Also 6 Sc. usar. [f. USE v. + -ER1. Cf. OF. useur.]
1. One who has or makes use of a thing; one who uses or employs anything.
c. 1400. Love, Bonavent. Mirr. (1908), 70. So ofte þe maker and þe vsere offendeth god.
a. 1425. trans. Ardernes Treat. Fistula, etc., 8. Þe forseid [counsels] shal giffe a gracious going to þe vser to þe hiȝte of worship.
1467. in Eng. Gilds (1870), 387. That it be so stopped by the doers or vsers therof.
1579. Northbrooke, Dicing (1843), 177. God graunt that the magistrates may set sharpe punishment for the vsers and teachers thereof.
c. 1600. Shaks., Sonn., ix. But beauties waste hath in the world an end, And kept vnvsde the vser so destroyes it.
1626. Donne, Serm. (1640), 675. As he [sc. God] sees him a good or bad user of his graces.
1683. Tryon, Way to Health, 223. These Superfluities are become as it were Essential to the Nature of the Users.
1711. Countrey-Mans Lett.
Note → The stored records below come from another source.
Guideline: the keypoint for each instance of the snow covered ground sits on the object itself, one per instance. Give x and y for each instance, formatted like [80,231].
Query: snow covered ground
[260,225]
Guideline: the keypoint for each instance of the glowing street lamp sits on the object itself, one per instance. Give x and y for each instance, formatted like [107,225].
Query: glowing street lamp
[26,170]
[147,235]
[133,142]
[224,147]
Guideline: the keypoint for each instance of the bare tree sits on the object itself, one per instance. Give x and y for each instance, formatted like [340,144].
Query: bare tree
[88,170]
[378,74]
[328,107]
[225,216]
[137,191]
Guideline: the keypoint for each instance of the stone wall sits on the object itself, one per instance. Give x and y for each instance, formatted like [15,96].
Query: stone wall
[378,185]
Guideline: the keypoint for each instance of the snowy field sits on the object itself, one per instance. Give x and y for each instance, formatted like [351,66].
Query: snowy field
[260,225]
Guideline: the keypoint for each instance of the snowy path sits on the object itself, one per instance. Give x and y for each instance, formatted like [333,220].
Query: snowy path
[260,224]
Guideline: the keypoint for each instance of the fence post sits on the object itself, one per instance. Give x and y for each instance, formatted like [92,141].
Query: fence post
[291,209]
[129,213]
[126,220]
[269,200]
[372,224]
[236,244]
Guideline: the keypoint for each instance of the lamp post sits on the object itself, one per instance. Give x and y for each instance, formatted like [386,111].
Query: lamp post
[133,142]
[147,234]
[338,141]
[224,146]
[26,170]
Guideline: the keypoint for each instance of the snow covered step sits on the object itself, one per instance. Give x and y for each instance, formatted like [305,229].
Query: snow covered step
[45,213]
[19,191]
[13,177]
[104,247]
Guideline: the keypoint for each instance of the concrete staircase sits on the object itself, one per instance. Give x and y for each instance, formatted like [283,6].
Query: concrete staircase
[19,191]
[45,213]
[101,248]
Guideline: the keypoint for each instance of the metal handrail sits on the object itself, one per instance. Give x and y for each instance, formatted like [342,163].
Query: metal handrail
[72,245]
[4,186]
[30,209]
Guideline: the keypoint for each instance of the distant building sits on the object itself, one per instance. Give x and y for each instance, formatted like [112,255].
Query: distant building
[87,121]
Curat., 58. What tho all our Reformers had been users and readers of the English Service?
1738. Warburton, Div. Legat., I. 84. The utmost Consumption may be made without Injury to the User.
1846. Greener, Sci. Gunnery, p. vii. The safety of the user of guns.
1846. Mozley, Ess. (1878), I. 251. He is a user of Puritanism.
1862. Cornh. Mag., VI. 608. A moderate user of tobacco.
1876. Whitney, Language & its Study, iii. 74. It seeks to save time and labour to the users of language.
1880. Belmont Chronicle (OH), 2 Sept., 3/4. Deceased for many years previous to his death had been an inordinate user of opium.
† 2. Sc. One who puts a writ, etc., in force or execution. Obs.
1576. in Excheq. Rolls Scotl., XX. 504. David Fowlar, usar of the said precept, declarit that he deliverit [it] to John Kellie.
1609. Skene, Reg. Maj., Forme of Proces, 122. The wreit or evident is declared to be fals: And the vser thereof, is punished capitallie.
c. 1630. Sir T. Hope, Minor Practicks (1734), 242. If the King give a Letter of Regress; when the Order of Redemption is used and declared, the User of the Redemption is immediately seased, upon the Sight of the Regress.
† 3. A usurer. Obs.1
1566. Drant, Horace, Sat., I. ii. A viij b. What soeuer cums by vsers skylle, to get, and gender more.
4. north. dial. A useful animal.
1828. Carr, Craven Gloss., s.v., A cow is said to be a good user, when she yields abundance of milk, &c.
1863. Mrs. Toogood, Yorks. Dial. (MS.).